Moleculin Biotech’s lead drug candidate, Annamycin, showed a 40 percent composite complete remission rate in early data from a pivotal trial for difficult-to-treat acute myeloid leukemia, a result that significantly outperforms historical benchmarks but is set against a rapidly dwindling cash supply.
"The impressive preliminary blinded remission data trend we reported earlier this year continues with the 45 subject blinded data," Walter Klemp, Chairman and CEO of Moleculin, said. "This trend supports our belief in Annamycin’s potential to meaningfully improve outcomes for patients with relapsed or refractory AML."
The data comes from the Phase 2B/3 MIRACLE trial, which is evaluating Annamycin combined with cytarabine in patients who have failed first-line therapy. The preliminary 40 percent remission rate compares favorably to historical results of approximately 17 to 18 percent for cytarabine alone, the current standard of care in this setting. Over 30 percent of patients in the trial had previously failed treatment with venetoclax, a particularly challenging group to treat.
For investors, the promising clinical results are tempered by the company’s financial state. With a cash runway extending only into the third quarter of 2026, Moleculin faces a critical need to secure additional financing just as it approaches its most significant clinical milestones, including a key data unblinding before the end of June 2026.
Annamycin's Clinical Promise
Annamycin is a next-generation anthracycline, a powerful class of chemotherapy drugs, designed to be highly effective while avoiding the heart toxicity that limits the use of current therapies. The MIRACLE trial is a global, adaptive-design study with two dosing arms of Annamycin plus cytarabine against a control arm of cytarabine plus placebo.
The company has laid out a series of critical milestones for the program. Following the initial 45-subject data unblinding in Q2 2026, Moleculin expects to complete enrollment for the 90-subject Part A of the study in Q3 2026, with data unblinding to follow.
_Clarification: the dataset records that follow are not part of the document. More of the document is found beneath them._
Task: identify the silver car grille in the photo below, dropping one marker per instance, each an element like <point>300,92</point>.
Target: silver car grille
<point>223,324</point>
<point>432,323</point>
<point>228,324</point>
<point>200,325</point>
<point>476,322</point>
The company targets starting Part B of the trial in the second half of 2026, with a goal of submitting a rolling New Drug Application (NDA) to the FDA in 2028. Beyond AML, Moleculin is also developing WP1066 for brain tumors and pancreatic cancer and WP1122 for viruses and other cancers.
Financials and Runway Risk
Moleculin's financial results for the first quarter ended March 31, 2026, highlight the costs of its clinical ambitions. Research and development expenses increased to $5.4 million from $3.4 million in the same quarter of 2025, primarily driven by the MIRACLE trial costs in Europe. General and administrative expenses remained stable at $2.5 million.
The company reported a net loss of $12.8 million for the quarter. It ended the period with $10.3 million in cash and cash equivalents. While Moleculin raised approximately $8.3 million in gross proceeds during the quarter, management stated that the current cash position is only expected to fund operations into the third quarter of 2026. The company's 8-K filing explicitly notes it "will require significant additional financing, for which the Company has no commitments," creating a high-stakes race between achieving clinical success and securing the capital needed to survive.